If you want to understand the U.S. conflict against Iran, look at the wider Persian Gulf region.
For years, too many geopolitical analysts treated the Abraham Accords as some kind of diplomatic magic trick, or a Trump-era photo op, or a betrayal story to be told entirely through the Israeli-Palestinian lens.
But the Gulf countries themselves were telling us something much simpler and much more important: they were scared of Iran, and with good reason. Even Reuters noted back in 2020 that Bahrain’s normalization with Israel unfolded against “shared fears” of the threat Iran posed to the region. That was not a side note. That was the story.
And now the story is writing itself in fire across the Persian Gulf.
Iran has, in fact, attacked multiple Gulf states in recent days. Saudi Arabia, the UAE, Kuwait, Qatar, Bahrain, Oman and Iraq all reported missile or drone attacks as the conflict widened. This was not an isolated strike or a misunderstanding or one rogue projectile blown off course. It was a regional campaign aimed at countries Iran has long treated as inconvenient neighbors, American clients, or soft targets.
Bahrain was hit. CENTCOM said Iran fired seven attack drones at civilian residential neighborhoods there. AP also reported that Bahrain accused Iran of damaging one of its desalination plants, which is not some minor side facility in a desert climate. In the Gulf, desalination is life support. Hit the water, and you are not merely sending a message. You are threatening civilian survival.
The UAE was hit too, including incidents in and around Dubai. Reuters reported loud blasts over Dubai and damage from retaliatory strikes and intercept debris, while AP reported that Iranian strikes near Dubai’s Jebel Ali port landed within range of one of the world’s largest desalination plants. Damage was also reported at the Fujairah power and water complex. So when people ask whether the attacks in Dubai were “real,” the answer is yes. They were real enough to hit infrastructure, disrupt trade, and remind the Gulf that Iran’s missiles do not respect anyone’s preferred narrative.
Then came the familiar part: the walk-back. Iranian President Masoud Pezeshkian apologized to neighboring Gulf states and said Tehran would suspend attacks on nearby countries unless those countries were used to attack Iran. That sounds nice for about five minutes, until you get to the next sentence: attacks on Gulf states continued afterward, even as Iran’s military said U.S. and Israeli targets across the region would remain in the crosshairs.
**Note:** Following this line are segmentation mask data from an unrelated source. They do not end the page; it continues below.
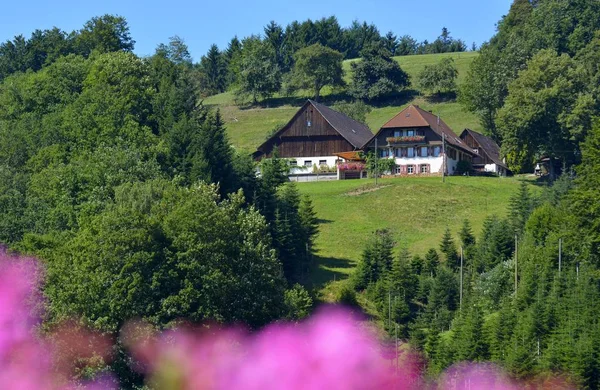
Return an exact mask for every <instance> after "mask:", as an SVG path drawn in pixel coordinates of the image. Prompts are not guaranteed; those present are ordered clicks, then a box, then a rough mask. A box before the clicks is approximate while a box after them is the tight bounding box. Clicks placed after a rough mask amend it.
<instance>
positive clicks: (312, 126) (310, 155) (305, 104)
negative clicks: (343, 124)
mask: <svg viewBox="0 0 600 390" xmlns="http://www.w3.org/2000/svg"><path fill="white" fill-rule="evenodd" d="M275 147H277V149H278V153H279V157H282V158H293V157H318V156H333V155H334V154H335V153H341V152H350V151H353V150H355V149H356V148H355V147H354V146H353V145H352V144H351V143H350V142H348V141H347V140H346V139H345V138H344V137H343V136H342V135H341V134H340V133H339V132H338V131H336V130H335V129H334V128H333V126H332V125H331V124H330V123H329V122H328V121H327V120H326V119H325V117H323V115H322V114H321V113H320V112H319V110H317V109H316V107H314V106H313V104H312V103H311V102H310V101H309V102H307V103H305V104H304V106H302V108H300V110H298V112H297V113H296V114H295V115H294V116H293V117H292V119H291V120H290V122H288V124H287V125H285V126H284V127H283V128H282V129H281V130H279V131H278V132H277V133H276V134H275V135H274V136H273V137H271V138H270V139H269V140H268V141H267V142H265V143H264V144H262V145H261V146H260V147H259V148H258V152H257V153H256V154H255V157H257V158H263V157H267V158H268V157H271V156H272V153H273V149H274V148H275Z"/></svg>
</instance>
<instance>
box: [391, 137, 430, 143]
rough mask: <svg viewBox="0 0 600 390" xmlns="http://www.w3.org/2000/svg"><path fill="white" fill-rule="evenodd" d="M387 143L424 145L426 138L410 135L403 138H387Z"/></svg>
mask: <svg viewBox="0 0 600 390" xmlns="http://www.w3.org/2000/svg"><path fill="white" fill-rule="evenodd" d="M385 141H386V142H387V143H388V144H407V143H424V142H426V141H425V136H424V135H410V136H403V137H387V138H386V139H385Z"/></svg>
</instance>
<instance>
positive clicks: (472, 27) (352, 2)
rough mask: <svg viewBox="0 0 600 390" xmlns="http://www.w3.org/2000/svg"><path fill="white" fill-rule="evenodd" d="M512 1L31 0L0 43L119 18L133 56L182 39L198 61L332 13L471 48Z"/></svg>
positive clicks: (327, 15) (377, 24)
mask: <svg viewBox="0 0 600 390" xmlns="http://www.w3.org/2000/svg"><path fill="white" fill-rule="evenodd" d="M511 3H512V0H484V1H482V0H454V1H448V0H422V1H414V0H413V1H408V0H374V1H369V0H362V1H357V0H333V1H326V0H300V1H284V0H278V1H276V0H255V1H253V0H246V1H243V0H212V1H203V0H199V1H198V0H196V1H192V0H169V1H159V0H147V1H128V0H90V1H88V0H55V1H48V0H30V1H27V2H22V1H7V2H5V4H3V6H2V12H1V14H0V40H2V41H6V40H7V39H12V38H13V37H14V36H15V35H18V34H23V35H25V36H26V37H29V36H30V34H31V32H32V31H33V30H35V29H38V28H39V29H47V28H52V27H53V26H56V27H59V28H61V29H63V30H66V31H71V30H75V29H79V28H81V26H82V25H83V24H84V23H85V22H86V21H87V20H88V19H90V18H91V17H93V16H98V15H103V14H106V13H109V14H118V15H121V16H124V17H125V18H126V19H127V22H128V23H129V26H130V32H131V35H132V37H133V39H135V41H136V45H135V52H136V53H137V54H139V55H142V56H143V55H147V54H152V52H153V51H154V49H155V48H156V46H157V45H158V44H159V43H166V42H168V39H169V37H171V36H173V35H179V36H180V37H182V38H183V39H184V40H185V42H186V43H187V45H188V47H189V49H190V53H191V54H192V56H193V58H194V60H198V59H199V58H200V57H201V56H202V55H203V54H204V53H205V52H206V51H207V50H208V48H209V46H210V45H211V44H212V43H216V44H217V45H218V46H219V47H220V48H221V49H223V48H225V47H226V46H227V43H228V41H229V39H231V38H232V37H233V36H234V35H238V37H240V38H241V37H244V36H247V35H250V34H252V33H262V28H263V27H264V26H265V25H266V24H267V23H268V22H269V21H270V20H275V21H276V22H278V23H279V24H281V25H284V26H285V25H286V24H287V23H289V22H291V21H293V20H299V21H302V20H305V19H307V18H311V19H313V20H314V19H319V18H321V17H324V16H330V15H335V16H336V17H337V18H338V21H339V22H340V24H341V25H342V26H344V27H345V26H348V25H349V24H350V23H351V22H352V20H354V19H359V20H361V21H367V22H369V23H371V22H372V23H374V24H375V25H376V26H377V27H378V28H379V30H380V32H381V33H382V34H385V32H387V31H389V30H392V31H394V33H395V34H396V35H404V34H410V35H412V36H413V37H414V38H415V39H417V40H418V41H422V40H424V39H428V40H432V39H435V38H436V37H437V36H438V35H439V33H440V31H441V29H442V27H443V26H446V27H448V29H449V30H450V33H451V35H452V36H453V37H455V38H461V39H463V40H464V41H465V42H466V43H467V45H468V46H469V47H470V46H471V43H472V42H476V43H477V45H480V44H481V43H482V42H484V41H487V40H488V39H489V38H490V37H491V36H492V35H493V34H494V31H495V28H496V27H495V25H496V22H498V20H499V19H500V18H501V17H502V15H505V14H506V13H507V12H508V9H509V7H510V4H511Z"/></svg>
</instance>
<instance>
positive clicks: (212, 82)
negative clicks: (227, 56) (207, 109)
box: [200, 44, 227, 95]
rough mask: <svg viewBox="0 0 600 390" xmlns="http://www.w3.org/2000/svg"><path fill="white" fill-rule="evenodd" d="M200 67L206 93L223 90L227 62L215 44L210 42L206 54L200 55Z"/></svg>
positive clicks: (226, 72)
mask: <svg viewBox="0 0 600 390" xmlns="http://www.w3.org/2000/svg"><path fill="white" fill-rule="evenodd" d="M200 67H201V69H202V71H203V73H204V76H205V85H204V89H205V91H206V93H207V94H210V95H212V94H216V93H220V92H223V91H225V88H226V80H227V63H226V61H225V59H224V58H223V54H222V53H221V51H220V50H219V48H218V47H217V45H215V44H212V45H211V46H210V49H208V52H207V53H206V55H205V56H202V59H201V60H200Z"/></svg>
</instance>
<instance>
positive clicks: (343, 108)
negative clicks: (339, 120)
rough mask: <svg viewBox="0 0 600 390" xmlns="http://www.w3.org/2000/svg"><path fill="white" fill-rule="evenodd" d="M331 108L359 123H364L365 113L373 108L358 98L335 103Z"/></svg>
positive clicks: (366, 116) (365, 115)
mask: <svg viewBox="0 0 600 390" xmlns="http://www.w3.org/2000/svg"><path fill="white" fill-rule="evenodd" d="M332 108H333V109H334V110H336V111H338V112H341V113H342V114H345V115H347V116H349V117H350V118H352V119H354V120H355V121H357V122H360V123H366V122H367V114H368V113H370V112H371V111H372V110H373V109H372V108H371V106H368V105H367V104H365V103H364V102H362V101H360V100H355V101H353V102H351V103H346V102H344V103H337V104H335V105H334V106H333V107H332Z"/></svg>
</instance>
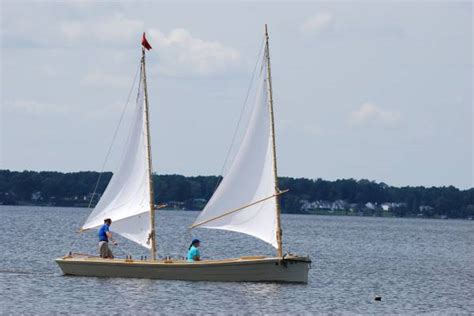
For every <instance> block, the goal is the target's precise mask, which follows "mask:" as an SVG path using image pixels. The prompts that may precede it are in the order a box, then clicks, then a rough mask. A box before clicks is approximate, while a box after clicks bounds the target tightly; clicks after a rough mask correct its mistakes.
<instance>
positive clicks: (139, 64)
mask: <svg viewBox="0 0 474 316" xmlns="http://www.w3.org/2000/svg"><path fill="white" fill-rule="evenodd" d="M139 70H140V64H139V67H138V68H137V70H136V71H135V76H134V78H133V82H132V86H131V87H130V91H129V92H128V96H127V101H126V102H125V104H124V105H123V107H122V113H121V114H120V119H119V121H118V124H117V127H116V128H115V131H114V134H113V137H112V142H111V143H110V146H109V148H108V150H107V155H106V156H105V160H104V162H103V164H102V170H101V171H100V173H99V176H98V178H97V182H96V184H95V187H94V191H93V193H92V196H91V199H90V201H89V205H88V206H87V208H88V209H90V208H91V205H92V202H93V201H94V196H95V195H96V193H97V189H98V188H99V183H100V180H101V178H102V174H103V173H104V169H105V165H106V164H107V161H108V159H109V156H110V152H111V151H112V146H113V144H114V142H115V138H116V137H117V133H118V130H119V127H120V125H121V123H122V120H123V117H124V115H125V110H126V108H127V105H128V104H129V103H130V98H131V96H132V92H133V88H134V87H135V83H136V81H137V76H138V71H139ZM82 222H84V221H82ZM82 231H83V230H82V227H81V229H80V230H79V233H82ZM78 239H79V238H78V237H77V235H76V238H73V239H72V242H71V245H70V246H69V248H70V249H72V247H74V245H75V244H76V242H77V240H78Z"/></svg>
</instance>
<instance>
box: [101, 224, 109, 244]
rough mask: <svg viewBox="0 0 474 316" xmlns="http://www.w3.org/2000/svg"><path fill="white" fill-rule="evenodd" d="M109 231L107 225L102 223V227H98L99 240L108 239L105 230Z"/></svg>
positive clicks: (107, 241)
mask: <svg viewBox="0 0 474 316" xmlns="http://www.w3.org/2000/svg"><path fill="white" fill-rule="evenodd" d="M108 231H109V225H107V224H104V225H102V227H101V228H100V229H99V241H107V242H108V241H109V238H108V237H107V232H108Z"/></svg>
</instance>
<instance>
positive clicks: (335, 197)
mask: <svg viewBox="0 0 474 316" xmlns="http://www.w3.org/2000/svg"><path fill="white" fill-rule="evenodd" d="M111 177H112V173H111V172H104V173H102V175H101V176H100V181H99V182H98V183H97V181H98V178H99V173H98V172H93V171H84V172H71V173H62V172H51V171H42V172H35V171H21V172H19V171H9V170H0V204H4V205H15V204H32V205H56V206H88V205H89V202H90V200H91V198H92V193H93V192H94V189H95V187H96V185H97V193H98V195H97V197H99V196H100V194H102V193H103V192H104V190H105V188H106V186H107V184H108V182H109V181H110V178H111ZM153 177H154V193H155V203H156V204H163V203H165V204H170V205H171V206H173V207H176V208H181V209H201V208H202V207H203V206H204V205H205V202H206V201H207V200H209V198H210V197H211V195H212V193H213V192H214V190H215V188H216V186H217V184H218V181H220V177H218V176H192V177H186V176H182V175H154V176H153ZM279 186H280V188H281V189H289V190H290V191H289V192H288V193H286V194H283V195H282V197H281V205H282V211H283V212H284V213H302V212H304V211H303V210H302V207H301V205H302V202H303V201H319V200H323V201H336V200H342V201H345V203H347V204H348V205H351V207H355V208H356V209H358V210H359V211H360V212H364V214H366V213H367V212H369V214H368V215H374V214H371V212H370V210H368V209H367V208H365V207H364V205H365V204H366V203H373V204H375V205H382V204H383V203H387V202H391V203H398V204H399V207H397V208H395V209H393V210H392V212H393V215H395V216H402V217H403V216H420V215H422V216H423V217H443V216H445V217H448V218H469V217H471V218H472V217H474V188H471V189H467V190H460V189H458V188H456V187H454V186H443V187H423V186H416V187H412V186H405V187H394V186H389V185H387V184H385V183H377V182H374V181H369V180H354V179H341V180H336V181H327V180H322V179H316V180H313V179H306V178H291V177H281V178H279ZM95 202H97V198H95V199H94V200H93V204H94V203H95ZM93 204H92V205H93ZM374 212H375V211H374ZM372 213H373V212H372Z"/></svg>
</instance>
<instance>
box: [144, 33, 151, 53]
mask: <svg viewBox="0 0 474 316" xmlns="http://www.w3.org/2000/svg"><path fill="white" fill-rule="evenodd" d="M142 46H143V47H144V48H146V50H150V49H151V45H150V43H148V41H147V40H146V37H145V32H143V37H142Z"/></svg>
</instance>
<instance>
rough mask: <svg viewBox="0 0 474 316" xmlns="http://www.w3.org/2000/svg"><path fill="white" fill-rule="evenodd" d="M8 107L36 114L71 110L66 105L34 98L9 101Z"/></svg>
mask: <svg viewBox="0 0 474 316" xmlns="http://www.w3.org/2000/svg"><path fill="white" fill-rule="evenodd" d="M7 109H8V110H10V111H12V112H20V113H26V114H34V115H37V114H44V113H56V114H64V113H68V112H69V111H70V108H69V107H68V106H66V105H58V104H50V103H41V102H38V101H33V100H16V101H14V102H11V103H7Z"/></svg>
That is the pattern. Attack, deny, redefine, apologize, continue.
This is why the Gulf states moved toward Israel in the first place. Not because they suddenly forgot geography. Not because they were naïve. Not because they needed a lecture from Western academics about “optics.”
They did it because they understood the strategic map. Israel was not the power funding militias across the region, arming proxies, menacing shipping lanes, and reminding small neighboring states that their airports, ports, embassies, water plants and oil facilities could all become targets at any moment. Iran was. The shared threat perception was the engine behind normalization.
What is especially striking now is that the Gulf states still are not rushing to become full participants in the war. Reuters reported that they have tried to avoid becoming formal co-belligerents even while activating joint air defenses, invoking Article 51 of the U.N. Charter, and warning Tehran not to keep pushing. Saudi Arabia, in particular, has tried to preserve room for diplomacy while also warning Iran that continued attacks could trigger retaliation and possibly a broader alignment with the United States. In other words, even now, the Gulf states are showing more restraint than the regime attacking them.
That matters, because the propaganda version of this war says Iran is simply reacting to outside pressure. But that is not the whole picture, and it never was. Iran did not stumble into regional isolation because of bad public relations. It got there by behaving like the neighborhood arsonist and then demanding sympathy when the block finally compared notes.
The Gulf nations saw this years ago. That is one reason they sought new alignments, new intelligence relationships, new missile defenses, and yes, new ties with Israel. The current attacks on Bahrain and the UAE do not complicate that story. They confirm it.
Iran is in this mess because it spent years proving its neighbors’ worst fears correct.